My chap was born and broken etc in Belgium by the looks of his passport.


----------



## arwenplusone (19 February 2009)

A lot of people have problems with the imported warmbloods because on the continent they work them hard and frequently and put a lot of discipline into their training.

Then they get sent over here (or at least the ones they don't want do 
	
	
		
		
	


	




 ), some RC rider buys them, pumps them full of cereals, works them three times a week and then wonders why they have a stroppy, difficult horse on their hands.  

People make the mistake of thinking WBs are easy, because they are not as hot as TBs, also people buy into the 'flashy sport horse' type ideals.  It takes a lot of work to get there and many riders would actually be better off with a TB cross or a cob.

*climbs off soapbox* 

Sorry, to the OP,  very hard to pin them down on characteristics.  they can be intelligent, (but I know some stupid ones) spooky, sometimes difficult to hack,  argumentative, nappy and lazy.  But if you get them working well and you click with them, they can be lovely horses.


----------



## beh (19 February 2009)

[ QUOTE ]
They try to take the micky and will only put in as much as they feel they can get away with.  They are very gentle and kind, quick to train but tend to be laid back, with good temperments (especially the imported warmbloods due to their early handling), very food orientated and like the previous poster said very affectionate (although my present warmblood is very aloof)!  I know this isn't a personality trait but they usually have very good feet, and lovely paces and are always good doers! 

[/ QUOTE ]

Sums by boy up to a T! He's a Dutch WB


----------



## Michellehenry (19 February 2009)

Applecart14 you have described my boy to an absolute 't '. Has taken me a while to start to get a handle on him.


----------



## Kenzo (19 February 2009)

Stubborn so most people tell me, we have one on our yard and although he's a big softy, I've been told he can be a stubborn dump bugar when he wants to be, he's got a lovely nature though.


----------



## Silverspring (19 February 2009)

[ QUOTE ]


Then they get sent over here (or at least the ones they don't want do 
	
	
		
		
	


	




 ), some RC rider buys them, pumps them full of cereals, works them three times a week and then wonders why they have a stroppy, difficult horse on their hands.  



[/ QUOTE ]

So do you only buy British Mayflower?  I know various people that import from Holland, they all ride 6 days a week (often 7) lunge for 10 minutes, school for at least and hour then a hack to cool them down.  They compete most weekends at BD or BSJA.  These horse's are still utter lunatics, they are lazy gits most of the time but the kill switch button is always on hand.

The concept of a WB should be not as lazy as a draught but powerful, not as fizzy as a hot blood but as athletic.  What you generally get is a lazy son of a b!tch that is as thick as 2 short planks, stroppy (draught) but with the ability to throw a flakey that any TB would be jealous of.

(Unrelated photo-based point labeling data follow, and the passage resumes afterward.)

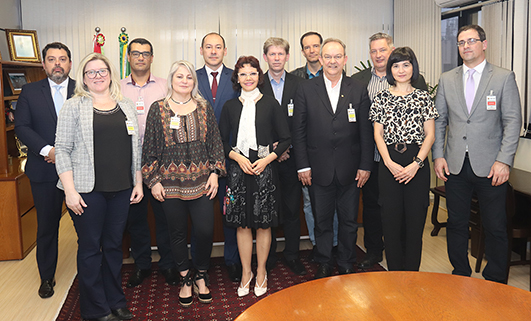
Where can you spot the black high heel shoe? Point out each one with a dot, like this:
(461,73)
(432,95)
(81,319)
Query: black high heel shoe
(203,298)
(186,281)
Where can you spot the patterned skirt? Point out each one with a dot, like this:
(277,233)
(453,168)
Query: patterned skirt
(252,200)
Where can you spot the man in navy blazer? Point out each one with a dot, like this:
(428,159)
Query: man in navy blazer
(333,145)
(280,84)
(35,121)
(216,87)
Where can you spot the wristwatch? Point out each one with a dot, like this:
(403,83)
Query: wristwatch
(418,161)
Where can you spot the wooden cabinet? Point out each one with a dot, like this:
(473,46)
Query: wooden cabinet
(18,217)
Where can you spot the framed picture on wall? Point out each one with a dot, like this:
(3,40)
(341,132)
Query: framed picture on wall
(23,45)
(16,80)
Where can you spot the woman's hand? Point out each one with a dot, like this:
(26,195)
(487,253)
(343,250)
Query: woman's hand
(393,167)
(407,174)
(212,185)
(74,202)
(137,194)
(158,192)
(244,163)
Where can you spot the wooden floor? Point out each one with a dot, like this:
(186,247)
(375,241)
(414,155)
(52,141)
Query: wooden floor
(19,280)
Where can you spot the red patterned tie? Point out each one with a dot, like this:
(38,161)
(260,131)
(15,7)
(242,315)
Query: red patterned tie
(214,84)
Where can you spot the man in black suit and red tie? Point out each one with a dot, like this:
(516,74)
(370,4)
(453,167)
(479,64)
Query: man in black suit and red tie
(333,145)
(35,121)
(280,84)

There are a few nice ones out there but they are definitely not an RC horse esp the import.  I had a British bred Bavarian WB (he had Cleveland Bay in his dams side) and he was a bit thick, very lazy and his spook was just plain dangerous.  ym firend British WB (bred in the UK) where slightly better, not very clever but less prone to hissy fits.  All dutch horse's I have met have either been dangerous or lazy and stupid.  Seems to be very few that get the middle ground.

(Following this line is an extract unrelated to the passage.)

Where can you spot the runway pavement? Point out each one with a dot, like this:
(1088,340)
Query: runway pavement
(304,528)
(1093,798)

I know one VERY nice german WB, he's 5 and does everything and anything you ask of him, learns quickly etc...then again he was bought for the 2012 Olympics so he's maybe in a different league to the other WB's I know.


----------



## arwenplusone (19 February 2009)

No, I have  two German WBs atm, (and Mouse, who  is british bred) but I have had many dutch ones and a couple from the UK.  The british bred just have not been used to the same discipline and have been more treated as leisure horses so they are 'easier' IMO.

That is not to say that that is a good thing, but for 80% of riders, it probably is.  
	
	
		
		
	


	





Personally I love the crazy foreign ones!


----------



## Michellehenry (19 February 2009)

To be perfectly honest I've had mine for a couple of years now but was too embarassed to tell the forum how much I have struggled with him ! Was sold to me by a reputable dealer as being kind RC type. After a break of 1o years from horses and only knowing warmbloods from the book descriptions thought I was going to do ok.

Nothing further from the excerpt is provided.